Over 60 women left the stadium on Thursday as the wrenching process of separating the women and children continued.

"THESE CHILDREN MUST BE PROTECTED"

Darrell Azar, a spokesman for the Department of Child Protective Services, told a news briefing outside the stadium on Thursday that pulling the families apart as the probe widens was a "difficult thing.... But these children must be protected."

On Thursday, one of the women who left the stadium held a sign outside the window of a bus that read: "SOS. MOTHERS SEPARATED. HELP."

The compound is about 45 miles south of San Angelo in an isolated part of Texas.
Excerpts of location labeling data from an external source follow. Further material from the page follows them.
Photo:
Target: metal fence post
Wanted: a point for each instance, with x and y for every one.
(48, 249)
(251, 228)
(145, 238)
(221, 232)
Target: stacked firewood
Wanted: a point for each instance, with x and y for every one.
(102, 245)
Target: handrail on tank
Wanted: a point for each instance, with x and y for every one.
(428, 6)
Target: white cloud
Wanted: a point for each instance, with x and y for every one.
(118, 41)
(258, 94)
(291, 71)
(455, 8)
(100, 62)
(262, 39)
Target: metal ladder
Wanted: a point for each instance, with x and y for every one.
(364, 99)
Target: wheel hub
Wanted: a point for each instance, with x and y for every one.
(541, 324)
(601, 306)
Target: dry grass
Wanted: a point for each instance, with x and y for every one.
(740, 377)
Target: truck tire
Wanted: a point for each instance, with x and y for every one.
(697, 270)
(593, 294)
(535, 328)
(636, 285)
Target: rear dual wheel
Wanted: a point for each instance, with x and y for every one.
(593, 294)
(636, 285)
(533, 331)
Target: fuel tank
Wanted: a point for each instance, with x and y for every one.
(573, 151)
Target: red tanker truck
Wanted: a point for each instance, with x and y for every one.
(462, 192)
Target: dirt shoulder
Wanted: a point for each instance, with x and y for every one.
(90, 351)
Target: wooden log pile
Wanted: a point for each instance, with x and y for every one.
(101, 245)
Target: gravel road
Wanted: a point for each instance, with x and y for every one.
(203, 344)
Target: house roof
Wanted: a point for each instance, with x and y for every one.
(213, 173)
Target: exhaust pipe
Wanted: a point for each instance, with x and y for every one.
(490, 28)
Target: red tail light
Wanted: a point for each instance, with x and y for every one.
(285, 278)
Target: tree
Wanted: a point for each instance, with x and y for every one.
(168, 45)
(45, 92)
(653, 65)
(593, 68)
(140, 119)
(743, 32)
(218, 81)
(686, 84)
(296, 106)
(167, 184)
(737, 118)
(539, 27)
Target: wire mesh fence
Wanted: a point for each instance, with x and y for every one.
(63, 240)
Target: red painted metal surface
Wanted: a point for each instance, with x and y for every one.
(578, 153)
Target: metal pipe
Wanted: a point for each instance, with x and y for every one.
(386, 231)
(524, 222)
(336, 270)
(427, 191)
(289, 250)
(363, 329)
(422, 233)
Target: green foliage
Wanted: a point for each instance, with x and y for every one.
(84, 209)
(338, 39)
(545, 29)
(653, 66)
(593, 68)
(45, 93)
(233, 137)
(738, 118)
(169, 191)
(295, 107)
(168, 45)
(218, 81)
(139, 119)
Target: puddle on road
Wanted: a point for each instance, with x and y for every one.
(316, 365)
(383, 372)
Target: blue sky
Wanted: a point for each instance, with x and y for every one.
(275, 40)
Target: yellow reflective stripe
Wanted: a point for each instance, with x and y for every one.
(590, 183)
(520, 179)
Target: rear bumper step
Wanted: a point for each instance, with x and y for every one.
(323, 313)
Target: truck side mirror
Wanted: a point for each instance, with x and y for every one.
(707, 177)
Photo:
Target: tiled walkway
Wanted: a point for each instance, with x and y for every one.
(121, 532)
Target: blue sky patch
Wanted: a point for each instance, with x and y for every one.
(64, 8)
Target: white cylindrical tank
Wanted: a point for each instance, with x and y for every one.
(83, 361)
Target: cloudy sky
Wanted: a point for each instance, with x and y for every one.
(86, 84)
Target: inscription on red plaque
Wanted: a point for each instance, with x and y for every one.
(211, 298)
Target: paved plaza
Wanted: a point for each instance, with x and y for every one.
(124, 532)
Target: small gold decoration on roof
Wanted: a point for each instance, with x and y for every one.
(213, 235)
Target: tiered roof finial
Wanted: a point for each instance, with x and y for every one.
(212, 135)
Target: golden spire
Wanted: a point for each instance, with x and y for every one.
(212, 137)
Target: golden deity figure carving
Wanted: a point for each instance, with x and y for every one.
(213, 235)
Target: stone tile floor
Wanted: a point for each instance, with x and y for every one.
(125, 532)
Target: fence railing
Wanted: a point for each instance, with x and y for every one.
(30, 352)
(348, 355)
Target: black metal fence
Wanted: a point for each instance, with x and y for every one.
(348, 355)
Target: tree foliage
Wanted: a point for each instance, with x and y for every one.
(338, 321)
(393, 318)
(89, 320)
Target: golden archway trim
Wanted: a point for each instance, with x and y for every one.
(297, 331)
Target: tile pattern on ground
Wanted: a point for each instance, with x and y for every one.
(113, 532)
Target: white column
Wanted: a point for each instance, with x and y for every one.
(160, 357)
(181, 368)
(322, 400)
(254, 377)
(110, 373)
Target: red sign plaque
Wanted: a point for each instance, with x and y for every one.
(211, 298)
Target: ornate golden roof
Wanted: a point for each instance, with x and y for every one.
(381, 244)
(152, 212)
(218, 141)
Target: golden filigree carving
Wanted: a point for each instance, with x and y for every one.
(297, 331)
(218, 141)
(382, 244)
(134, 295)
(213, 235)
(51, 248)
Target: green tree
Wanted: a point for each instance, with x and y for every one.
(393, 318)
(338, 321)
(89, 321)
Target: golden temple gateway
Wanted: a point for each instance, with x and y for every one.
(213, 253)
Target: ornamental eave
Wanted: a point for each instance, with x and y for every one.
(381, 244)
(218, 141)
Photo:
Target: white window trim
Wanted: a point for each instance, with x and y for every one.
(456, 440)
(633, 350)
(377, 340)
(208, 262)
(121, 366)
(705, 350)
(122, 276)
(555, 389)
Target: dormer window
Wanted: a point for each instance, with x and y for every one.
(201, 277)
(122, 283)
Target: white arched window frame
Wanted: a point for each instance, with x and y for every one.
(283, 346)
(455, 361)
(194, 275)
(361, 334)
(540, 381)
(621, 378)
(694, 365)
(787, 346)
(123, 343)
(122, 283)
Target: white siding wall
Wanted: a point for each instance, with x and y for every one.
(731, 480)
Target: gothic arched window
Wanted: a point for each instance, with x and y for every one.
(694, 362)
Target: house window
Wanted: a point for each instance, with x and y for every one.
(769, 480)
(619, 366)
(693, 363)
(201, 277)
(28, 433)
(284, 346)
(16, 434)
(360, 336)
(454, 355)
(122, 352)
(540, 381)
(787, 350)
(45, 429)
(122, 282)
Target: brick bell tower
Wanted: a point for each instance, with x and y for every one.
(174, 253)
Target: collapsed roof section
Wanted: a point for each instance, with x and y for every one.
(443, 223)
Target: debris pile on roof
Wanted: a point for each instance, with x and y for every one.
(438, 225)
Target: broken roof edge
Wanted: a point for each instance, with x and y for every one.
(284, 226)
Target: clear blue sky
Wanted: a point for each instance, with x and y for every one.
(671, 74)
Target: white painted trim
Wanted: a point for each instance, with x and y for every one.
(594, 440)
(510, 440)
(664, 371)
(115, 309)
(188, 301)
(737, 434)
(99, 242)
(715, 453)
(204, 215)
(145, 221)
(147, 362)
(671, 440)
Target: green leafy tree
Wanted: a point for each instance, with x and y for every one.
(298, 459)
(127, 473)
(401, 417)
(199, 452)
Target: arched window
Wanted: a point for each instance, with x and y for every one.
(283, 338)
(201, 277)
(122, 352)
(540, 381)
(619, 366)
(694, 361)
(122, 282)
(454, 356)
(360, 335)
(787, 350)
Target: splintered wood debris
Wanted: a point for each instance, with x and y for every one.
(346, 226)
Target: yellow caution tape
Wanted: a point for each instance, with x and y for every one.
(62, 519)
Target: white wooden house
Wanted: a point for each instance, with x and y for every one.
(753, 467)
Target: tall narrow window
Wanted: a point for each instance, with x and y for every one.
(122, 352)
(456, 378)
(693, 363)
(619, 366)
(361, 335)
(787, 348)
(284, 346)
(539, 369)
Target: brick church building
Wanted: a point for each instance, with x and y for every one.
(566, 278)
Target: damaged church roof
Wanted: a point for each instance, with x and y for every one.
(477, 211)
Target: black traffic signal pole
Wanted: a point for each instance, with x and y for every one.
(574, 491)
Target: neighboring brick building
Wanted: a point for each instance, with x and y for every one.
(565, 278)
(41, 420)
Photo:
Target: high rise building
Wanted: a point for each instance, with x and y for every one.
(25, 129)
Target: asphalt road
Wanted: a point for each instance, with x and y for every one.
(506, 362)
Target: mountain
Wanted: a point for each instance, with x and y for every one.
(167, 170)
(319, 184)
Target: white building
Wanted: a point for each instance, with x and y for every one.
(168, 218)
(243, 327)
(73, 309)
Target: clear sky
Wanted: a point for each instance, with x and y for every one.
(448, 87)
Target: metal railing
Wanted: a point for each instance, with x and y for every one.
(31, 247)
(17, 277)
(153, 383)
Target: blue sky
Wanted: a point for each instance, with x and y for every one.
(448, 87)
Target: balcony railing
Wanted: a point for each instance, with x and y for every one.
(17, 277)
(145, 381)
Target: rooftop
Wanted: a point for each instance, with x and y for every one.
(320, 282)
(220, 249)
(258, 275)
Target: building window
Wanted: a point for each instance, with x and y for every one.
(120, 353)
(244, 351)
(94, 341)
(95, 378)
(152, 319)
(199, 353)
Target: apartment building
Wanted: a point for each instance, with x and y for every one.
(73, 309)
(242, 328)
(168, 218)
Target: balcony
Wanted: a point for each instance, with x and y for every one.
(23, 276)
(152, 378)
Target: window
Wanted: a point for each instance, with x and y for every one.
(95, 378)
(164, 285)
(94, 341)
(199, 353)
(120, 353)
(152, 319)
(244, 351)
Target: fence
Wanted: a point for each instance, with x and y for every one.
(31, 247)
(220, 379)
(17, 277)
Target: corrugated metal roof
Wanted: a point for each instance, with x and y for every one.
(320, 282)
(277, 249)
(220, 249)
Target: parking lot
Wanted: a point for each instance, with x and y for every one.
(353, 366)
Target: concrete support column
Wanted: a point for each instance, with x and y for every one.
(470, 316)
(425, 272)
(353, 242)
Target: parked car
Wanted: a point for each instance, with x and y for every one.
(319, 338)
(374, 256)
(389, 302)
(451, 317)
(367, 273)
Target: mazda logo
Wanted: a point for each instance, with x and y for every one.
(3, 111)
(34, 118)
The investigation is the largest child welfare case in the history of the state and shrouded in confusion.

Local media reports have suggested the calls that sparked the raid may have been a hoax by a woman in Colorado Springs, Colorado, who has a history of such acts.

Azar said it did not matter if it was a hoax or not because evidence of abuse was being unearthed.

The Fundamentalist Church of Jesus Christ of Latter-Day Saints regards plural marriage as ordained by God and the sect's followers have tended to keep to themselves in isolated corners of Arizona, Utah and elsewhere.

The mainstream Church of Jesus Christ of Latter-day Saints, as the Mormon faith is officially called, renounced polygamy over a century ago and is at pains to distance itself from its few thousand kin who still practice plural marriage.

Polygamy is outlawed in the United States but the men of such sects typically have one legal wife and take others as "spiritual wives."